Question regarding the range of bias_p

chijames / KERPLE

Apache License 2.0

16 stars 1 forks source link

Question regarding the range of bias_p #3

Closed zijwang closed 8 months ago

zijwang commented 1 year ago

Thanks for the great work! Can you elaborate why we should initialize bias_p to [0, 2] instead of another maximum value? https://github.com/chijames/KERPLE/blob/73f1ee2d24722cdbe277d473899321218f5cbd00/megatron/mpu/layers.py#L226

chijames commented 1 year ago

Hi,

Thank you for the interest in our work!

According to Corollary 1(a) of our paper, we want $0 < p \leq 2$ so that the resulting kernel is CPD. For the case of log variant in Corollary 1(b), we envision that b (equivalent to the self.bias_p you linked) plays a similar role as p in 1(a). This is why we initialize it between 0 and 2. Since it is not a strict requirement, we do not restrict its range anymore after initialization.

Thanks.

zijwang commented 1 year ago

Thanks @chijames ! I also have another somewhat related question where in kerple the lr seems to decay until 0 (https://github.com/chijames/KERPLE/blob/main/kerple_configs/train.yml#L27) whereas in gpt-neox the lr decays to 10% max lr (https://github.com/EleutherAI/gpt-neox/blob/main/configs/20B.yml#LL48C4-L48C10). Is there a reason why we shouldn't decay to 10% max lr as other work did? I am seeing some bias_a and bias_p values are negative after training kerple log, and I am using the 10% max lr decay.
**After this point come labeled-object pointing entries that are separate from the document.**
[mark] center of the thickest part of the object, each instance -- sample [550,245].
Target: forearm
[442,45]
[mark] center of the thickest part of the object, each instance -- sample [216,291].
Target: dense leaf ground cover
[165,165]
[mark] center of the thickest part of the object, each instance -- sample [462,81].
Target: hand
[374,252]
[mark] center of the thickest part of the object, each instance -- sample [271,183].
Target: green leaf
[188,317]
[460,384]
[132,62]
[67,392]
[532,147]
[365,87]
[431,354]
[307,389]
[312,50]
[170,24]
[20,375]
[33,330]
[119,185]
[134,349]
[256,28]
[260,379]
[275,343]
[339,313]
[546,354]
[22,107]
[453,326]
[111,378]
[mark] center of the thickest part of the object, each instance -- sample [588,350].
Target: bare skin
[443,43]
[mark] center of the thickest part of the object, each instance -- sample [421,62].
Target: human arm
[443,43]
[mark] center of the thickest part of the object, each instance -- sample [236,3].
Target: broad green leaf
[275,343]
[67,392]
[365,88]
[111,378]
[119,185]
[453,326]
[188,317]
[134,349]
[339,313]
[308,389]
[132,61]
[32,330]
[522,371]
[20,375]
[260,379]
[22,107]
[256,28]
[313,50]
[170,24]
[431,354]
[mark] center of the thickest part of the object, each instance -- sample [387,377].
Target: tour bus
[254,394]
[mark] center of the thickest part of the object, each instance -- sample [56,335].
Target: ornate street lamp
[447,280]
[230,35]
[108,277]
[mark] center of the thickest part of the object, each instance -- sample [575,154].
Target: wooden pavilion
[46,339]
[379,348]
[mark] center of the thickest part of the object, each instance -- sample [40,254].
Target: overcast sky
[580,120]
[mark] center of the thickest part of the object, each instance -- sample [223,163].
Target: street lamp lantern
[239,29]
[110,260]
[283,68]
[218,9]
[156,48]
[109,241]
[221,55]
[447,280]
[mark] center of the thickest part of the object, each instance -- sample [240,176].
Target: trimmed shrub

Do you think there is any relationship between the two?

chijames commented 1 year ago

Hi,

Regarding the lr decay question: The config file you cited is for the 20B model training. We can only afford to train 125M models and occasionally 1.3B models. For 125M models, the original config file also does not specify the min lr to be 10% max lr.

Regarding negative bias_a and bias_p, they should be protected according to the clamp operations. Can you verify if these clamp operations are doing their job please?

zijwang commented 1 year ago

Yes I played with clamp and it seems working fine. The only (?) difference is I am using pytorch 1.12 whereas you are using 1.8, but I think that shouldn't matter? The clamp was done in forward, but after backward there is no more clamping, making it possible for the model ckpt to have negative bias_a/bias_p values?

chijames commented 1 year ago

Yes you are right about the forward/backward part. May I know what their numerical values are? If they are tiny I think it's safe to set them to 0 as long as they do not impact the performance. Also did you observe deteriorated extrapolation performance due to negative bias_a/bias_p values?